The term quasi-corporation is applied to holders for the time being of certain official positions, though not incorporated, as the churchwardens of a parish, guardians of the poor, &c.
The Roman conception of a corporation was kept alive by ecclesiastical and municipal bodies. When English lawyers came to deal with such societies, the corporation law of Rome admitted of easy application. Accordingly, in no department has English law borrowed so copiously and so directly from the civil law. The corporations known to the earlier English law were mainly the municipal, the ecclesiastical, and the educational and eleemosynary. To all of these the same principles, borrowed from Roman jurisprudence, were applied. The different purposes of these institutions brought about in course of time differences in the rules of the law applicable to each. In particular, the great development of trading companies under special statutes has produced a new class of corporations, differing widely from those formerly known to the law. The reform of municipal corporations has also restricted the operation of the principles of the older corporation law.
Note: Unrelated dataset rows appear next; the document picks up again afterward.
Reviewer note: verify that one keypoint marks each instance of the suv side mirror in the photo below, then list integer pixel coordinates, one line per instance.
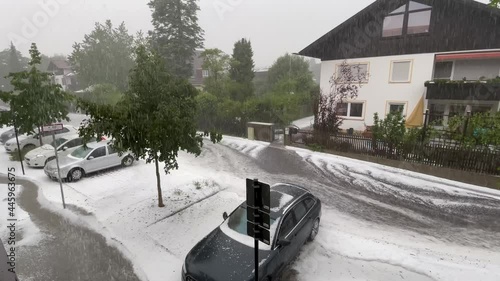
(284, 242)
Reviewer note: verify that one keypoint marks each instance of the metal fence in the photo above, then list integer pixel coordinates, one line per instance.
(480, 160)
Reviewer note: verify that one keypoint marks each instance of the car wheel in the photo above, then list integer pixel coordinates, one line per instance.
(75, 175)
(314, 230)
(127, 161)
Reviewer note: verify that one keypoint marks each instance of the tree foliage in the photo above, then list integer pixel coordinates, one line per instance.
(176, 33)
(155, 119)
(242, 70)
(217, 63)
(35, 100)
(291, 71)
(104, 56)
(11, 60)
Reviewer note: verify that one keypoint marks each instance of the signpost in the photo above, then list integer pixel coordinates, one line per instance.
(53, 128)
(258, 216)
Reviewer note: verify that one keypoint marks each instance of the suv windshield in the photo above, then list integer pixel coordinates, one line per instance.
(81, 152)
(238, 221)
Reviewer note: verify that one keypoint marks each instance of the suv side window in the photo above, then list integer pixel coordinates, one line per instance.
(299, 210)
(286, 226)
(64, 130)
(309, 203)
(99, 152)
(111, 150)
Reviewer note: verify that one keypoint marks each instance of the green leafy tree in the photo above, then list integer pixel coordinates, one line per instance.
(104, 56)
(156, 118)
(242, 69)
(217, 64)
(391, 130)
(176, 34)
(35, 100)
(11, 61)
(291, 71)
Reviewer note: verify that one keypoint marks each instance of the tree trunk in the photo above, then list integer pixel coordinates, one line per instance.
(158, 184)
(40, 135)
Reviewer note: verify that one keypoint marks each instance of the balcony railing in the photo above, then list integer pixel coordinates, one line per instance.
(463, 90)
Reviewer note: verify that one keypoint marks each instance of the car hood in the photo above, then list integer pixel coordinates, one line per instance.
(218, 257)
(63, 161)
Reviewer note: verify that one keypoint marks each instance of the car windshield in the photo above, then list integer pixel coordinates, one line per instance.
(238, 221)
(81, 152)
(58, 142)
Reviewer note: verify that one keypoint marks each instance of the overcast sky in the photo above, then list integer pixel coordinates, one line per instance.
(273, 26)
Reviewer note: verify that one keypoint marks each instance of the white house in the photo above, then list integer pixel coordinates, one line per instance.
(403, 46)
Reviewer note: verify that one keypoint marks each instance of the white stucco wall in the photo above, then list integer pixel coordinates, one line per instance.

These principles, however, still apply when special statutes have not intervened.
The legal origin of corporation is ascribed by J. Grant (Treatise on the Law of Corporations, 1850) to five sources, viz. common law, prescription, act of parliament, charter and implication. Prescription in legal theory implies a grant, so that corporations by prescription would be reducible to the class of chartered or statutory corporations. A corporation is said to exist by implication when the purposes of a legally constituted society cannot be carried out without corporate powers. Corporations are thus ultimately traceable to the authority of charters and acts of parliament. The power of creating corporations by charter is an important prerogative of the crown, but in the present state of the constitution, when all the powers of the crown are practically exercised by parliament, there is no room for any jealousy as to the manner in which it may be exercised. The power of chartering corporations belonged also to subjects who had jura regalia, e.g. the bishops of Durham granted a charter of incorporation to the city of Durham in 1565, 1602 and 1780. The charter of a corporation is regarded as being of the nature of a contract between the king and the corporation. It will be construed more favourably for the crown, and more strictly as against the grantee. It cannot alter the law of the land, and it may be surrendered, so that, if the surrender is accepted by the crown and enrolled in chancery, the corporation is thereby dissolved. Great use was made of this power of the crown in the reigns of Charles II. and James II.
Every corporation, it is said, must have a name, and it may have more names than one, but two corporations cannot have the same name. And corporations cannot change their name save by charter or some equivalent authority.
The possession of a common seal, though, as already stated, not conclusive of the corporate character, is an incident of every corporation aggregate. The inns of courts have common seals, but they are only voluntary societies, not corporations. Generally speaking, all corporate acts affecting strangers must be performed under the common seal; acts of internal administration affecting only the corporators, need not be under seal. The rule has been defended as following necessarily from the impersonal character of a corporation; either a seal or something equivalent must be fixed upon so that the act of the corporation may be recognized by all.
A corporation may be abolished by statute, but not by the mere authority of the crown. It may also become extinct by the disappearance of all its members or of any integral part, by surrender of charter if it is a chartered society, by process of law, or by forfeiture of privileges.
The power of the majority to bind the society is one of the first principles of corporation law, even in cases where the corporation has a head. It is even said that only by an act of parliament can this rule be avoided. The binding majority is that of the number present at a corporate meeting duly summoned.